Die Führerscheinmetapher und die Fahrkompetenz eines Einzelnen am Steuer kommt bei dieser Interpretation der mehreren Ebenen an ihre Grenzen. Diese Grenzen, so soll im Folgenden gezeigt werden, werden auch durch gegenwärtige soziotechnischen Entwicklungstrends erreicht bzw. sind in mancher Hinsicht schon überschritten worden.
Werkzeug oder Medium
Medientheorie und Technikphilosophie sind reich an Begriffskonzepten zur Beschreibung des Verhältnisses zwischen Mensch, Gesellschaft und (Medien-)Technik. Auf zwei Interpretationsperspektiven von Technik soll an dieser Stelle hingewiesen werden: Aus einer Werkzeugperspektive betrachtet, verstärkt Technik bestimmte Leistungen menschlichen Handelns. Ein technisches Fortbewegungsmittel wie ein Auto erreicht höhere Geschwindigkeiten als jeder menschliche Läufer oder kann größere Lasten transportieren.
Aus der Perspektive eines Mediums erzeugt die Technologie in ihrer gesellschaftlichen Einbindung neue Welten. Diese „welterzeugende“ Wirkung geht über eine bloße Verstärkung und Leistungssteigerung hinaus. (14) Übertragen auf das Medium Auto kommen so veränderte und neu erzeugte Lebensräume in den Blick, in denen Straßen, Tiefgaragen, Berufsverkehr, Verkehrsregeln, TÜV-Abnahmen, Autoversicherungen, Abgassonderuntersuchungen und Smog eine Rolle spielen. Auf diese Effekte des Autofahrens bzw. der Mediennutzung weist Linda Reisch in dem obigen Zitat über Medienkompetenz bereits hin. Die mediale Sicht auf Technik ist anschlussfähig an eine systemisch-ökologische Interpretation, denn sie trägt den dynamischen Wechselwirkungsprozessen zwischen gesellschaftlich-kultureller und technologischer Ebene stärker Rechnung als individuelles Werkzeughandeln. Vor dem Hintergrund aktueller soziotechnologischer Vernetzungen – oder mit den Worten von Norbert Bolz: „Menschen sind heute nicht mehr Werkzeugbenutzer, sondern Schaltmomente im Medienverbund” . Was bedeutet dieser „Medienverbund“ (15) im gegenwärtigen Kontext von Big Data, Internet der Dinge und mobiler Vernetzung? Welches sind die informations- und wissensökologischen Konsequenzen nicht zuletzt für unser Menschenbild?

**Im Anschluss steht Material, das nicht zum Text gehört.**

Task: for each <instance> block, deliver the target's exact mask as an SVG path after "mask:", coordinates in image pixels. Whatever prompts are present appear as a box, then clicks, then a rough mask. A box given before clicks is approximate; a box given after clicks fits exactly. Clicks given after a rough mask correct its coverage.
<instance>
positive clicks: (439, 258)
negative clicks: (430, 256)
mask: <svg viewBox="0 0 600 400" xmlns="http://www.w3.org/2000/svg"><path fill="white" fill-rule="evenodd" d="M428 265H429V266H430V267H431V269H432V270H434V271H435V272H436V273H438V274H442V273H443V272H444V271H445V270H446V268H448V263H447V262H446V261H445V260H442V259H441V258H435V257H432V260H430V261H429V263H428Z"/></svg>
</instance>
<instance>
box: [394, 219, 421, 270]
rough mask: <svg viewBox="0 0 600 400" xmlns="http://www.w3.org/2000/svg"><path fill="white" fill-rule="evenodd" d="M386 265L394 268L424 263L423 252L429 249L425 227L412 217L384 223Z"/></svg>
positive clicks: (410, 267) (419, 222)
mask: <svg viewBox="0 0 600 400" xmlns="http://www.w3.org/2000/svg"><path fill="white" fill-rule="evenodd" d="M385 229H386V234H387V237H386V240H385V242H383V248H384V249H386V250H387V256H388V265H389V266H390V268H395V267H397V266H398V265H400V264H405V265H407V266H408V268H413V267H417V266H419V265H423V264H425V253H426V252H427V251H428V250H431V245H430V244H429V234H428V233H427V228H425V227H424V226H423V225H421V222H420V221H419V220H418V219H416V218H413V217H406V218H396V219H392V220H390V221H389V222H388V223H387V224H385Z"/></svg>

Komplexe adaptive Systeme in Echtzeit
Gegenwärtig verschmilzt die metaphorische Redeweise vom Autofahren und der IT- oder Mediennutzung – Autofahren wird zur IT-Nutzung: „Unsere Autos sind heute schon rollende Rechenzentren mit 1,5 Kilometern Kabeln, mehr als 50 Steuergeräten und der Rechnerleistung von 20 hochmodernen PCs“, betont Martin Winterkorn, Vorstandsvorsitzender des Volkswagen-Konzerns (16). Ein modernes Navigationsgerät übermittelt in Echtzeit die aktuellen Standortdaten an einen Zentralrechner. Der Navigationssystemhersteller TomTom etwa versteht die „Kombination von Fahrern und die Art des Straßennetzes in typischen Ballungsgebieten (als) ein komplexes adaptives System“ und bietet über den Dienst HD Traffic dynamische Routenempfehlungen aufgrund der vorliegenden Echtzeitdaten: „je mehr Menschen HD Traffic nutzen, desto genauer werden die Stauinformationen. Das führt dazu, dass der Dienst noch attraktiver wird und deshalb noch mehr Menschen auf ihn vertrauen.“ (17)

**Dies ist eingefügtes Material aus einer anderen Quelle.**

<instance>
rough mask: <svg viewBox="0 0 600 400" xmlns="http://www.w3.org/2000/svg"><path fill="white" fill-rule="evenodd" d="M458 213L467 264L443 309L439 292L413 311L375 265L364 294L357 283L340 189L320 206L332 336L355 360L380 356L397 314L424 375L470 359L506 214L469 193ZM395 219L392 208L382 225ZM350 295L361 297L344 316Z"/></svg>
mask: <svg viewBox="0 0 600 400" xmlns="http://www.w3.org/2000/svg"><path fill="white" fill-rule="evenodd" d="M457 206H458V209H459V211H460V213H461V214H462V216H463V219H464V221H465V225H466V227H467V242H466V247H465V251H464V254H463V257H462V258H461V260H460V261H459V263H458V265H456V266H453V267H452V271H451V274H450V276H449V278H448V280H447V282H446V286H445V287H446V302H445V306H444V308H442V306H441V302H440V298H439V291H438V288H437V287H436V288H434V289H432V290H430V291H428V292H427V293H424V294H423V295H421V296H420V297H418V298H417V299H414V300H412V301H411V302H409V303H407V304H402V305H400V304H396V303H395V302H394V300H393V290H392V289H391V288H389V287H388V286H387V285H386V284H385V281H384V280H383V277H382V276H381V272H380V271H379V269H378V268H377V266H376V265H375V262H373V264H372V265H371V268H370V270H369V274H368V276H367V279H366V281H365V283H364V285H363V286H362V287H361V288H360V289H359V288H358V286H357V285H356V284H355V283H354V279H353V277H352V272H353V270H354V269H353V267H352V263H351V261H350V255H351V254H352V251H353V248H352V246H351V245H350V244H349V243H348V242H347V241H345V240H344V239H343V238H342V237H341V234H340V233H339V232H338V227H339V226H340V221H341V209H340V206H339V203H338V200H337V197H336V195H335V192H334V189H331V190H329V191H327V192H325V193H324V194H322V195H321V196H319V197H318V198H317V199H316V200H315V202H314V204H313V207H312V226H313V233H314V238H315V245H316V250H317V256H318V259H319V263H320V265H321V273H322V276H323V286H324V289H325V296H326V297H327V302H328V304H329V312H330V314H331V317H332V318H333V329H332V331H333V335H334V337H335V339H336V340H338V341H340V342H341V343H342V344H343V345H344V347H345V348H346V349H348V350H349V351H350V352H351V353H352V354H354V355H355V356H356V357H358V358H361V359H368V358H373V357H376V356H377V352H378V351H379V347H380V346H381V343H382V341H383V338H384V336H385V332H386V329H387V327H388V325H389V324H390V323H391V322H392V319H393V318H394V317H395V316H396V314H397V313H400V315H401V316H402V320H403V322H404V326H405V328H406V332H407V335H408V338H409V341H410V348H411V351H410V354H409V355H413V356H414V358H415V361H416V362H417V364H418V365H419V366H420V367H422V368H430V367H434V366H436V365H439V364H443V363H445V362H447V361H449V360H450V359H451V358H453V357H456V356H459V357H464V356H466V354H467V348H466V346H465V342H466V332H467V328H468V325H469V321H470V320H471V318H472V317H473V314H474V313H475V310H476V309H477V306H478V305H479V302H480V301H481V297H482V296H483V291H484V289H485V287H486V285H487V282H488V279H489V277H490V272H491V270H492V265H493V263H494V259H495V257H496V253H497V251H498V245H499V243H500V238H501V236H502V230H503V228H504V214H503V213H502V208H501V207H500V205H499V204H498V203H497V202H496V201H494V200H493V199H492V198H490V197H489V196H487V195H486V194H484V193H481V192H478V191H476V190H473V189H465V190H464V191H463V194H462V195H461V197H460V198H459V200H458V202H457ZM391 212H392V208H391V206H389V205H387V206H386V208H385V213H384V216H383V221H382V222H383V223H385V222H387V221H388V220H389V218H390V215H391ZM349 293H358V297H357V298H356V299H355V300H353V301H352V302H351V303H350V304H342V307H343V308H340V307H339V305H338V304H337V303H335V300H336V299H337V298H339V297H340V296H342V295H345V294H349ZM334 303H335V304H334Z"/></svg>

Allgemein und nicht nur für diese Anwendung gilt: Vertrauen in technische Systeme, deren interne Prozesse undurchschaubar sind, wird zu einem Nachhaltigkeitsfaktor.
Ein Autofahrer in naher Zukunft weiß möglicherweise das Ziel seiner geplanten Fahrt (ggf. wird auch das automatisch aus dem Cloud-Terminkalender direkt an das Auto übermittelt), den Weg dahin und die Fahrweise wählen selbstständig fahrende Autos. Sie sind Teil eines soziotechnischen Systems, das anhand von Echtzeit-Daten und Prognosen Handlungsentscheidungen prozessiert. Die Netzwerkanalysen aller fahrenden Autos, ihre Bewegungsströme und Bedarfe sind als „soziotelematische Systeme“ in Echtzeit analysier- und steuerbar. Stau- und Abgasvermeidung sind wünschenswerte Ziele, denen neue Herausforderungen im Bereich des Datenschutzes und der Kompetenz im Umgang mit den prozessierten Daten entgegenstehen.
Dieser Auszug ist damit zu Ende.